Usually when I left a position, it was to get more responsibility, a raise, or both. Those are perfectly valid reasons to leave a job. Getting a shorter commute is another valid reason. Focus on what was better about where you went, not about what was wrong that made you want to leave. Otherwise you sound like a first date who does nothing but talk about past relationships all night. If you focus on what was better about where you went, then you’re showing upward mobility.

What if you didn’t leave on your own accord? It happens. Be ready to explain it. If it was a layoff, that’s all you need to say. If they told you it was a financial decision, adding that doesn’t hurt. But there’s no reason to say any more than that.

What if you were fired or asked to resign? Sometimes expectations aren’t clear and we make mistakes in the moment.  Accept your fair share of the responsibility, and cite the factors that were beyond your control if it strengthens your case. But above all else, focus on what you learned and how that will help you to avoid making the mistake again. If you’ve handled the situation better in the time that’s passed since, cite that as an example.

Covering gaps in employment

If you have gaps in employment, that’s really a whole other discussion, but generally speaking, there are things you can do about it. One thing is to not mention specific dates, but just months and years. When I talk about 2013, I mention leaving a position in April 2013 and starting my new position May 2013. Some people will read that as me ending April 30 and starting my new job May 1. Others will read it as me ending April 1 and starting my new job May 31. Both will be wrong, but it forces them to ask if there was a gap, rather than advertising a gap.

And typically, I end a job on a Friday and start on a Monday. Does that weekend count as a gap? By not giving exact dates, I can minimize the anomaly. It keeps the focus on the job and past accomplishments and how they are relevant to that job, not on HR matters.

Besides that, short gaps are okay and sometimes even expected. Anytime I leave a position, someone asks me how much time I’m taking off before starting the new job.

If you have a longer gap and you can’t minimize it, that is not a deal breaker. Life happens, and if you took a few months off to care for an ailing family member and that is a deal breaker for a potential employer, you didn’t want to work for them anyway.

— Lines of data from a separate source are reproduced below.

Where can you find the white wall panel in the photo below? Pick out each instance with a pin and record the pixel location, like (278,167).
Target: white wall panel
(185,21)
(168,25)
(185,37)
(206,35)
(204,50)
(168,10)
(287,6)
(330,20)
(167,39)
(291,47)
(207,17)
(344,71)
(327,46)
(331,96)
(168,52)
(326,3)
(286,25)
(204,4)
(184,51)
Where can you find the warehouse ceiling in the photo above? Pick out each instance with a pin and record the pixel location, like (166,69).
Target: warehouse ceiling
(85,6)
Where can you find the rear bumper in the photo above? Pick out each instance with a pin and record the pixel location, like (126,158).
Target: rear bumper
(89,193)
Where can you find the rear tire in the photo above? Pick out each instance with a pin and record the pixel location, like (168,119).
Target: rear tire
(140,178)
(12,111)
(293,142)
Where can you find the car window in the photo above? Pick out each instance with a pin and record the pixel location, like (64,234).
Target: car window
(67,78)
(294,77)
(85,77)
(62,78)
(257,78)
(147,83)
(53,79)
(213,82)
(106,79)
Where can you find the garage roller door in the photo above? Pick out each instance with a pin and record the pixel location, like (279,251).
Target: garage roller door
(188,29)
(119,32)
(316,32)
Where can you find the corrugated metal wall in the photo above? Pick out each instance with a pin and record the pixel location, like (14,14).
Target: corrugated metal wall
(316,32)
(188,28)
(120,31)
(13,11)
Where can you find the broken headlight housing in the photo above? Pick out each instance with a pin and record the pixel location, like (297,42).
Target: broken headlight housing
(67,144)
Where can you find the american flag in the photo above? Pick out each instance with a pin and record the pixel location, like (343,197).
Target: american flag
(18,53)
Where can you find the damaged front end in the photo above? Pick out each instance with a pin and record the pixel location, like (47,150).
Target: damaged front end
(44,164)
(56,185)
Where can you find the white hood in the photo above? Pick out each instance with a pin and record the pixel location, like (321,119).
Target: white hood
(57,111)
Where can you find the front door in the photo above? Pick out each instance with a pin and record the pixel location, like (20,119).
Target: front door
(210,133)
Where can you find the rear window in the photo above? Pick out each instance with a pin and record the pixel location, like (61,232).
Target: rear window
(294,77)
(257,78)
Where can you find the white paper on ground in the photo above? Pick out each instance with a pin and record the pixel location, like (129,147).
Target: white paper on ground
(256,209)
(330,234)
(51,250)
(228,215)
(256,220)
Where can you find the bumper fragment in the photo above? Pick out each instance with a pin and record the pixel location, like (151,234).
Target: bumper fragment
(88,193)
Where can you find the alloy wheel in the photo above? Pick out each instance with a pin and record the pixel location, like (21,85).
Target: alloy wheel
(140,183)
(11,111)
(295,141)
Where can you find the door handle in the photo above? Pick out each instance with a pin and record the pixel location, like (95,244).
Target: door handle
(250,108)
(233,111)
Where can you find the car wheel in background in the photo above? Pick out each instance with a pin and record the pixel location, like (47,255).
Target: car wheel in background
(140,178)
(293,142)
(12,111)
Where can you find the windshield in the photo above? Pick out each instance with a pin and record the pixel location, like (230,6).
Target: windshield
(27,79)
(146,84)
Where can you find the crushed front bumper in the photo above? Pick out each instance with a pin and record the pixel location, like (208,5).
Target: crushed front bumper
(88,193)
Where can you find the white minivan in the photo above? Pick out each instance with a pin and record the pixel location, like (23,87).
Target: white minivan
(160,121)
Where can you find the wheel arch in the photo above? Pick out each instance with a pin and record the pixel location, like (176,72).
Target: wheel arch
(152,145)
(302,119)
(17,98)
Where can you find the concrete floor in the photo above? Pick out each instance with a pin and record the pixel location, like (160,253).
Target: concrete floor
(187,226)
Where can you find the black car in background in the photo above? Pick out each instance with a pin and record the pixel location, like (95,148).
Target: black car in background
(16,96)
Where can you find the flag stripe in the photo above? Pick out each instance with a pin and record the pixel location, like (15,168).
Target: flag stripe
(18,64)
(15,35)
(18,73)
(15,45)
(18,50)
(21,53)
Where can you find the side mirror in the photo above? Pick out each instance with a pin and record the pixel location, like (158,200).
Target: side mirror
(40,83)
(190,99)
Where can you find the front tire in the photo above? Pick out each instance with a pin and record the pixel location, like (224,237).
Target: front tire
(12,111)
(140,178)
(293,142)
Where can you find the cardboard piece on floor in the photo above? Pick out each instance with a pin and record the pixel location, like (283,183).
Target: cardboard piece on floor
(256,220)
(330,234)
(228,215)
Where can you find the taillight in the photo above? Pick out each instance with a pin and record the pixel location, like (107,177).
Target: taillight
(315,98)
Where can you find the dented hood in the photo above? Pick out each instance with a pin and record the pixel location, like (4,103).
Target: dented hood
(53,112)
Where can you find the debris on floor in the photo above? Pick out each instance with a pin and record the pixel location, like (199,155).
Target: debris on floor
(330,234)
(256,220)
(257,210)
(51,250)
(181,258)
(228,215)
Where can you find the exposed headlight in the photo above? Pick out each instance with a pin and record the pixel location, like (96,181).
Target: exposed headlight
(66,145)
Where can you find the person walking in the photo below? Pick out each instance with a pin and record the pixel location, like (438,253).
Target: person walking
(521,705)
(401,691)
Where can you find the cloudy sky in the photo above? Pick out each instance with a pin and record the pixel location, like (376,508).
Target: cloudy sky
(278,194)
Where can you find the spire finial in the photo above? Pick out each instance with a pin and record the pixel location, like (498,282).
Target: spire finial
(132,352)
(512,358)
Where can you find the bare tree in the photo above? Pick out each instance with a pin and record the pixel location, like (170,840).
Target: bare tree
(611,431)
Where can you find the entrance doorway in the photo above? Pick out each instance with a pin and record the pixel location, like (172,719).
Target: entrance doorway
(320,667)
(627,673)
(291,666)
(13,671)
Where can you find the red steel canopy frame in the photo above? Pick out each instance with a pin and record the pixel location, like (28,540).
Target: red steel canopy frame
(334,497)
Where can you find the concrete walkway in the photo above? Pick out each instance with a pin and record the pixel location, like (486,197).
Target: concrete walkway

You want to work for an employer who sees you as a human being who has a life outside of work, not as property that they own.

Using LinkedIn

There is another good reason not to worry too much about condensing your entire career to just two pages. Any hiring manager with an IQ of two or more digits is going to search for you on LinkedIn. And you can elaborate there as much as you want.

I do recommend tailoring your profile similarly to how you tailor your resume, so you don’t get typecast. But you can talk about as much or as little of your career as you want there and not worry about the page limit.

I used to not worry about my LinkedIn profile, and I suspect that probably hurt my job search. Because for the last 10 years at least, my hiring managers looked at my LinkedIn profile, sometimes during the interview. Most didn’t even try to hide they were looking at my profile.

And while I got some rejections in my last two job searches, I had multiple parties interested both times, and two offers one of those times.

The reason for that was because I was exactly what each of them needed at that point in time. And my resume and LinkedIn profile made that very clear.